This empirical study uses a structural VAR model to investigate the links among oil price shocks, tourism sector and economic growth in four European Mediterranean countries. Disentangling oil price shocks into three categories, as suggested by Hamilton (2009a, 2009b) and Kilian (2009), and using monthly data for the period 2000:1e2010:12, we find evidence to suggest that demand side oil price shocks appear to exert an impact on tourism and the economy, whereas supply-side oil price shocks do not. To be more explicit, with reference to demand-side shocks, we observe that aggregate demand shocks have a significantly positive influence on
tourism income and the economy (either directly or indirectly); nevertheless, this effect is not contemporaneously but it comes with a lag. On the other hand, oil specific demand shocks exercise a significant negative impact on tourism sector equity returns and. This effect is only contemporaneous, though. Turning to the supply-side shocks, the absence of impact on both tourism industry and economy can be explained by the fact that changes in oil production do not significantly affect oil prices, as suggested by Kilian and Park (2009).
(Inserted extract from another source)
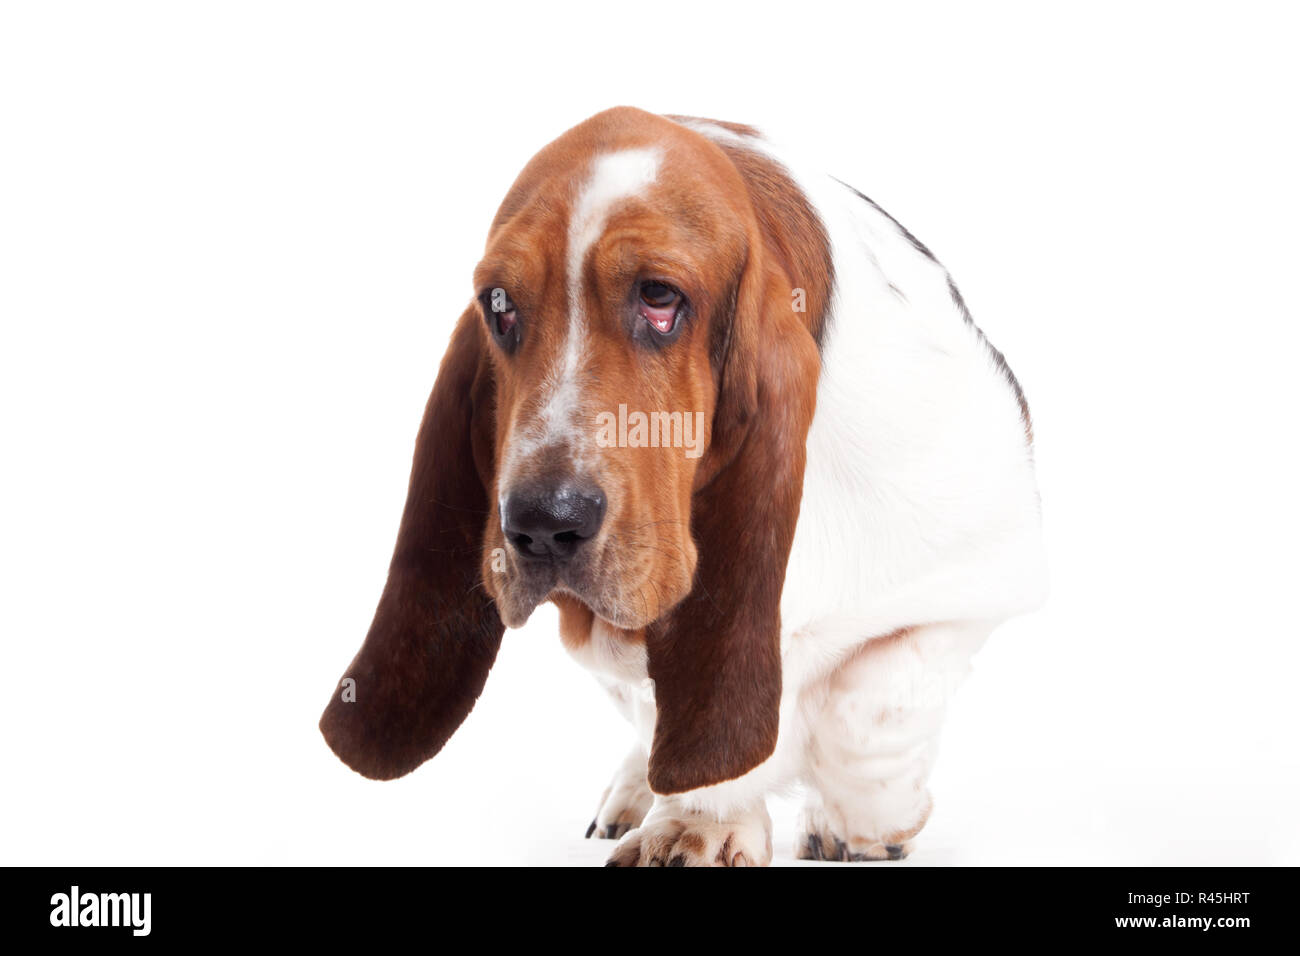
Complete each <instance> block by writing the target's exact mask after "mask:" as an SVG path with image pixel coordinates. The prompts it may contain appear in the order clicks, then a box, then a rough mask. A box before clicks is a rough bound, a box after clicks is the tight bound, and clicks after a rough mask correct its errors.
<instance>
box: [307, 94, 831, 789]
mask: <svg viewBox="0 0 1300 956" xmlns="http://www.w3.org/2000/svg"><path fill="white" fill-rule="evenodd" d="M706 134H707V135H706ZM751 135H753V131H751V130H748V129H745V127H736V126H724V125H720V124H702V122H698V121H685V120H681V121H673V120H669V118H664V117H659V116H653V114H649V113H643V112H641V111H636V109H612V111H608V112H604V113H601V114H598V116H595V117H593V118H591V120H589V121H586V122H584V124H582V125H580V126H577V127H575V129H573V130H569V131H568V133H565V134H564V135H563V137H560V138H559V139H558V140H555V142H554V143H551V144H550V146H547V147H546V148H545V150H542V151H541V152H539V153H538V155H537V156H536V157H534V159H533V161H532V163H529V164H528V166H526V168H525V169H524V172H523V173H521V174H520V176H519V178H517V181H516V182H515V185H513V187H512V189H511V190H510V193H508V194H507V196H506V199H504V202H503V203H502V206H500V209H499V212H498V213H497V217H495V220H494V222H493V225H491V230H490V234H489V239H487V247H486V251H485V255H484V258H482V260H481V261H480V263H478V265H477V268H476V269H474V276H473V280H474V302H473V304H472V306H471V307H469V308H468V310H467V311H465V313H464V315H463V316H461V317H460V323H459V325H458V326H456V330H455V333H454V337H452V342H451V346H450V349H448V351H447V355H446V356H445V359H443V364H442V371H441V372H439V376H438V381H437V384H435V385H434V392H433V395H432V397H430V401H429V406H428V410H426V414H425V420H424V424H422V427H421V432H420V437H419V440H417V446H416V459H415V466H413V471H412V479H411V490H409V496H408V501H407V509H406V514H404V516H403V522H402V528H400V532H399V537H398V545H396V550H395V554H394V561H393V567H391V568H390V576H389V583H387V587H386V589H385V594H383V597H382V598H381V602H380V609H378V611H377V614H376V622H374V624H373V626H372V630H370V633H369V636H368V639H367V643H365V645H364V646H363V648H361V652H360V653H359V654H357V657H356V659H355V661H354V663H352V666H351V669H350V671H348V674H347V675H346V676H347V678H350V679H351V682H352V683H351V684H350V689H351V693H352V700H344V696H343V695H342V693H341V695H337V696H335V700H334V701H331V704H330V706H329V708H328V709H326V711H325V717H324V718H322V723H321V726H322V730H324V732H325V736H326V739H328V740H329V743H330V745H331V747H334V749H335V752H338V753H339V756H341V757H342V758H343V760H344V761H346V762H348V763H350V765H351V766H354V767H355V769H357V770H360V771H361V773H364V774H367V775H370V777H381V778H386V777H395V775H399V774H402V773H406V771H408V770H411V769H413V767H415V766H417V765H419V763H420V762H422V761H424V760H426V758H428V757H430V756H433V753H435V752H437V750H438V749H439V748H441V745H442V744H443V743H445V740H446V739H447V737H448V736H450V735H451V732H452V731H454V730H455V727H456V726H458V724H459V722H460V721H461V719H463V718H464V715H465V714H467V713H468V710H469V709H471V708H472V705H473V701H474V698H476V697H477V695H478V692H480V691H481V688H482V684H484V680H485V679H486V675H487V670H489V669H490V666H491V661H493V658H494V656H495V652H497V646H498V644H499V640H500V632H502V622H504V624H508V626H512V627H516V626H520V624H523V623H524V622H525V620H526V619H528V617H529V614H530V613H532V611H533V609H534V607H536V606H537V605H538V604H539V602H541V601H545V600H547V598H551V597H556V598H558V596H560V594H565V596H568V598H569V600H575V601H578V602H581V604H582V605H585V606H586V607H589V609H590V610H591V613H593V614H595V615H597V617H599V618H602V619H603V620H606V622H608V623H611V624H614V626H615V627H617V628H623V630H627V631H642V632H643V636H645V641H646V649H647V656H649V658H647V659H649V670H650V676H651V678H653V679H654V680H655V701H656V708H658V719H656V726H655V743H654V750H653V753H651V767H650V782H651V786H653V787H654V788H655V790H656V791H659V792H676V791H682V790H689V788H693V787H698V786H705V784H708V783H716V782H720V780H724V779H729V778H733V777H736V775H738V774H742V773H745V771H746V770H749V769H750V767H753V766H755V765H757V763H758V762H761V761H762V760H763V758H764V757H766V756H767V754H768V753H771V749H772V745H774V744H775V739H776V710H777V702H779V698H780V659H779V633H780V620H779V604H780V591H781V584H783V580H784V575H785V563H787V559H788V557H789V548H790V541H792V538H793V533H794V524H796V520H797V515H798V505H800V496H801V486H802V472H803V454H805V441H806V434H807V428H809V424H810V421H811V418H813V407H814V401H815V385H816V377H818V349H816V341H818V337H819V334H820V325H822V321H823V316H824V312H826V306H827V299H828V297H829V289H831V278H832V277H831V271H829V251H828V247H827V239H826V235H824V232H823V229H822V225H820V222H819V221H818V220H816V216H815V213H814V212H813V211H811V208H810V207H809V204H807V202H806V200H805V198H803V195H802V193H801V191H800V190H798V189H797V186H796V185H794V183H793V182H792V181H790V178H789V176H788V174H787V173H785V170H783V169H781V168H780V166H779V165H777V164H775V163H774V161H772V160H770V159H767V157H766V156H764V155H763V153H762V152H759V151H757V150H755V148H754V144H753V140H751Z"/></svg>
Previous research has illustrated a negative effect of oil prices on the tourism sector (see, Becken, 2011; Becken & Lennox, 2012;Yeoman et al., 2007). Nonetheless, these past findings give an incomplete picture, as they do not consider the origin of oil price changes. Overall, this study signifies the importance of the origin of oil price shocks in this area of research. The empirical results
provide evidence to suggest that different oil price shocks trigger different types of responses. Future research should concentrate on the effects of oil price shocks on tourism and economic growth for oil-exporting countries. In addition, it is essential that further studies examine these relationships in a time-varying environment. Finally, further research needs to be undertaken with respect to the effect of oil price shocks on different tourism segments.